Monday, November 17, 2008

To Prevent Bubbles, Restrain the Fed -

In another article bemoaning the Fed, the WSJ reports some amazing statistics:

To Prevent Bubbles, Restrain the Fed -

First on the performance of the stock market:
"On Nov. 14, 2008, the Dow Jones Industrial Average closed at 8497.31. On Nov. 13, 1998, the adjusted (for dividends and split) close was 8919.59. There has been great volatility, but no net capital accumulation as measured by the Dow in a decade. Other indexes, such as the Nasdaq, tell a similar story. Capital has been invested but as much value has been destroyed as created."
Then on the relative size of the subprime market:
"In 2001, there was $190 billion worth of subprime loan originations -- 8.6% of total mortgage originations. In 2005, there was $625 billion worth of subprime originations -- 20% of the total. In the same period, the percentage of subprime mortgages securitized -- loans that were packaged and sold to investors -- rose from just about 50% to a little more than 81%. (These numbers all trailed off slightly in 2006.) The great easing in monetary policy ended (with a lag) when the Fed began raising rates in June 2004.

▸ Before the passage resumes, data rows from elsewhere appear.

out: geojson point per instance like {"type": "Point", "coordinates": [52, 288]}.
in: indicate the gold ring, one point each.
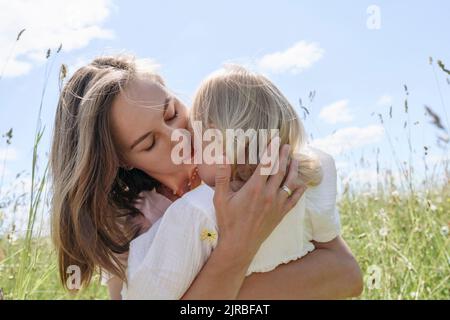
{"type": "Point", "coordinates": [286, 188]}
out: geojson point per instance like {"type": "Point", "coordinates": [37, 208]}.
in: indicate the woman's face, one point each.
{"type": "Point", "coordinates": [143, 118]}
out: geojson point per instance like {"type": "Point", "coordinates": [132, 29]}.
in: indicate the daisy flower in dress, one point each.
{"type": "Point", "coordinates": [208, 235]}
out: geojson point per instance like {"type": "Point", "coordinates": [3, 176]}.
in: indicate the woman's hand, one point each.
{"type": "Point", "coordinates": [247, 217]}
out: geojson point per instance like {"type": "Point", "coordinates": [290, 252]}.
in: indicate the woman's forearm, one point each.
{"type": "Point", "coordinates": [221, 277]}
{"type": "Point", "coordinates": [329, 272]}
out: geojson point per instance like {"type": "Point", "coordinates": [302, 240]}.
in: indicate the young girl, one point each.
{"type": "Point", "coordinates": [163, 262]}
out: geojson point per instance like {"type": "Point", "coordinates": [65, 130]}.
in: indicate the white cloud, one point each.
{"type": "Point", "coordinates": [297, 58]}
{"type": "Point", "coordinates": [48, 23]}
{"type": "Point", "coordinates": [336, 112]}
{"type": "Point", "coordinates": [8, 154]}
{"type": "Point", "coordinates": [349, 138]}
{"type": "Point", "coordinates": [385, 101]}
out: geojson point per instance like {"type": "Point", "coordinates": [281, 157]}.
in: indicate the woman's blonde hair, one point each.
{"type": "Point", "coordinates": [93, 196]}
{"type": "Point", "coordinates": [236, 98]}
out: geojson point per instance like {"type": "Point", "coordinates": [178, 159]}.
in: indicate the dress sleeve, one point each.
{"type": "Point", "coordinates": [184, 241]}
{"type": "Point", "coordinates": [321, 207]}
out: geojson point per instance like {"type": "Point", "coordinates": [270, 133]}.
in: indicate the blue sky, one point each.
{"type": "Point", "coordinates": [354, 70]}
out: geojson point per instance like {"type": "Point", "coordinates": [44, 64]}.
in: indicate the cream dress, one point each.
{"type": "Point", "coordinates": [164, 261]}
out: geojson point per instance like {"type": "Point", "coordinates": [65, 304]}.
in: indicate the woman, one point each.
{"type": "Point", "coordinates": [109, 147]}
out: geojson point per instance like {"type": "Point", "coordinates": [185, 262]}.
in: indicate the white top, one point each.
{"type": "Point", "coordinates": [164, 261]}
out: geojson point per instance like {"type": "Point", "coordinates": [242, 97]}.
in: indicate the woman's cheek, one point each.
{"type": "Point", "coordinates": [207, 174]}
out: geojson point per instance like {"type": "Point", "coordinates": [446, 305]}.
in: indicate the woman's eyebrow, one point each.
{"type": "Point", "coordinates": [145, 135]}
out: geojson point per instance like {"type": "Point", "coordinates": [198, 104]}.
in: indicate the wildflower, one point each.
{"type": "Point", "coordinates": [208, 235]}
{"type": "Point", "coordinates": [384, 232]}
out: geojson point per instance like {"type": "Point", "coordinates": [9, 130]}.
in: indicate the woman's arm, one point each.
{"type": "Point", "coordinates": [329, 272]}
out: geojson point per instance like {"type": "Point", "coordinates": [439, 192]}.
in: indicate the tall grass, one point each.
{"type": "Point", "coordinates": [399, 233]}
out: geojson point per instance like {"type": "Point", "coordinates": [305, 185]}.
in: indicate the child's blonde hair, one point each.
{"type": "Point", "coordinates": [236, 98]}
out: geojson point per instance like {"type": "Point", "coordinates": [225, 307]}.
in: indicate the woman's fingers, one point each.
{"type": "Point", "coordinates": [290, 181]}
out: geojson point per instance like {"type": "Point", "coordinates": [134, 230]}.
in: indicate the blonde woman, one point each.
{"type": "Point", "coordinates": [111, 153]}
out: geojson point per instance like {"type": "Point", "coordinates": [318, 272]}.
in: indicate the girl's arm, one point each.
{"type": "Point", "coordinates": [114, 288]}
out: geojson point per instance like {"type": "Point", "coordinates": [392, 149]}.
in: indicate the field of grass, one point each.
{"type": "Point", "coordinates": [400, 236]}
{"type": "Point", "coordinates": [400, 241]}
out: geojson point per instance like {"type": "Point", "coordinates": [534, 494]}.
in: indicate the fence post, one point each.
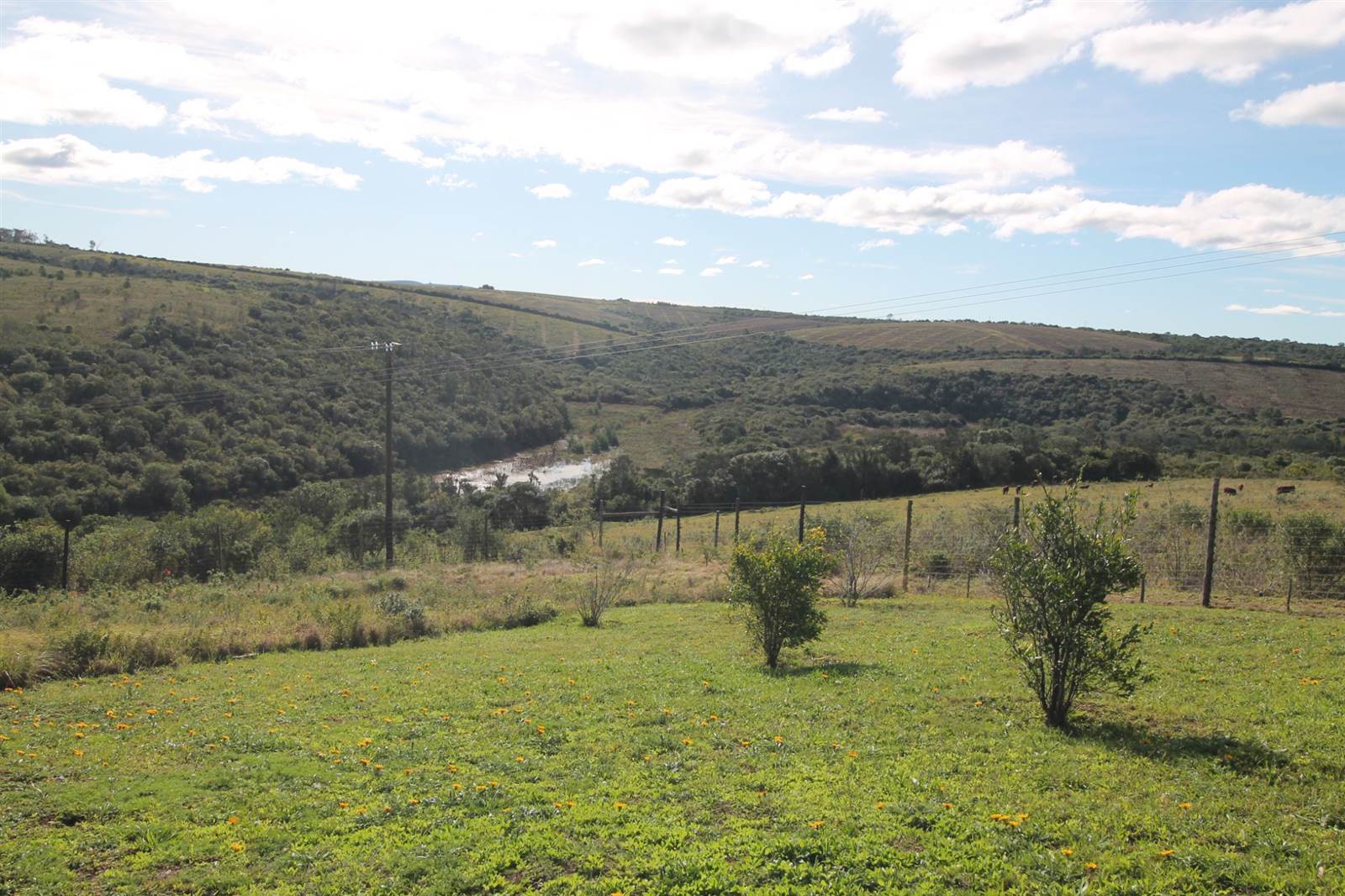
{"type": "Point", "coordinates": [905, 552]}
{"type": "Point", "coordinates": [804, 506]}
{"type": "Point", "coordinates": [1210, 546]}
{"type": "Point", "coordinates": [658, 533]}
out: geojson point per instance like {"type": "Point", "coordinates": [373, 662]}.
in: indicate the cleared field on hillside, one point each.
{"type": "Point", "coordinates": [656, 755]}
{"type": "Point", "coordinates": [945, 335]}
{"type": "Point", "coordinates": [1298, 392]}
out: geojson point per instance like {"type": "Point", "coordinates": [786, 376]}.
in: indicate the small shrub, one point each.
{"type": "Point", "coordinates": [1055, 579]}
{"type": "Point", "coordinates": [603, 582]}
{"type": "Point", "coordinates": [778, 582]}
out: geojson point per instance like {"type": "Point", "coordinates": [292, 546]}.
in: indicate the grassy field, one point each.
{"type": "Point", "coordinates": [1298, 392]}
{"type": "Point", "coordinates": [657, 755]}
{"type": "Point", "coordinates": [941, 335]}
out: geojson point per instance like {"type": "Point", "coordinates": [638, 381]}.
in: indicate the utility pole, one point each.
{"type": "Point", "coordinates": [388, 447]}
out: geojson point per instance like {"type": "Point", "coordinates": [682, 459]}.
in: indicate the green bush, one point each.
{"type": "Point", "coordinates": [778, 580]}
{"type": "Point", "coordinates": [1055, 577]}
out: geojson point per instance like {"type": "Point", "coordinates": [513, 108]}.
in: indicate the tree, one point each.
{"type": "Point", "coordinates": [857, 546]}
{"type": "Point", "coordinates": [1055, 579]}
{"type": "Point", "coordinates": [778, 582]}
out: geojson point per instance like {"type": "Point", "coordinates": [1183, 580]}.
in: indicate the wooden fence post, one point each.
{"type": "Point", "coordinates": [658, 533]}
{"type": "Point", "coordinates": [905, 552]}
{"type": "Point", "coordinates": [804, 505]}
{"type": "Point", "coordinates": [1210, 546]}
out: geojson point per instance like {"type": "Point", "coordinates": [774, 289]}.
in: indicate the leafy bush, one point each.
{"type": "Point", "coordinates": [1055, 579]}
{"type": "Point", "coordinates": [778, 582]}
{"type": "Point", "coordinates": [603, 582]}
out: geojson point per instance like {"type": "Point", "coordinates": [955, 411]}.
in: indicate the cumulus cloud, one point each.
{"type": "Point", "coordinates": [66, 159]}
{"type": "Point", "coordinates": [1231, 47]}
{"type": "Point", "coordinates": [450, 182]}
{"type": "Point", "coordinates": [957, 45]}
{"type": "Point", "coordinates": [867, 114]}
{"type": "Point", "coordinates": [838, 55]}
{"type": "Point", "coordinates": [1320, 104]}
{"type": "Point", "coordinates": [551, 192]}
{"type": "Point", "coordinates": [1250, 213]}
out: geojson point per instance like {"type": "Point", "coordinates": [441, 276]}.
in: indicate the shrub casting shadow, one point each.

The subprime saga follows a familiar pattern. Easy credit begets a boom and then the inevitable tightening of credit bursts the bubble. What is not familiar is the scale of the devastation wrought in this boom-bust cycle."
To prevent this boom-bust cycle,the author (Gerald P O'Driscoll Jr.) calls for a return to some commodity standard. A view that I do not really hold, but can see why there are more calling for it and given evidence, I may not disagree with it as much as I would have a few years ago.
"Mr. Obama needs to stop the next asset bubble from being inflated by imposing a commodity standard on the Fed. A commodity standard (such as a gold standard) imposes discipline on a central bank because it forces it to acquire commodity reserves in order to increase the money supply. Today the government can inflate asset bubbles without paying a cost for it because the currency isn't linked to the price of a commodity."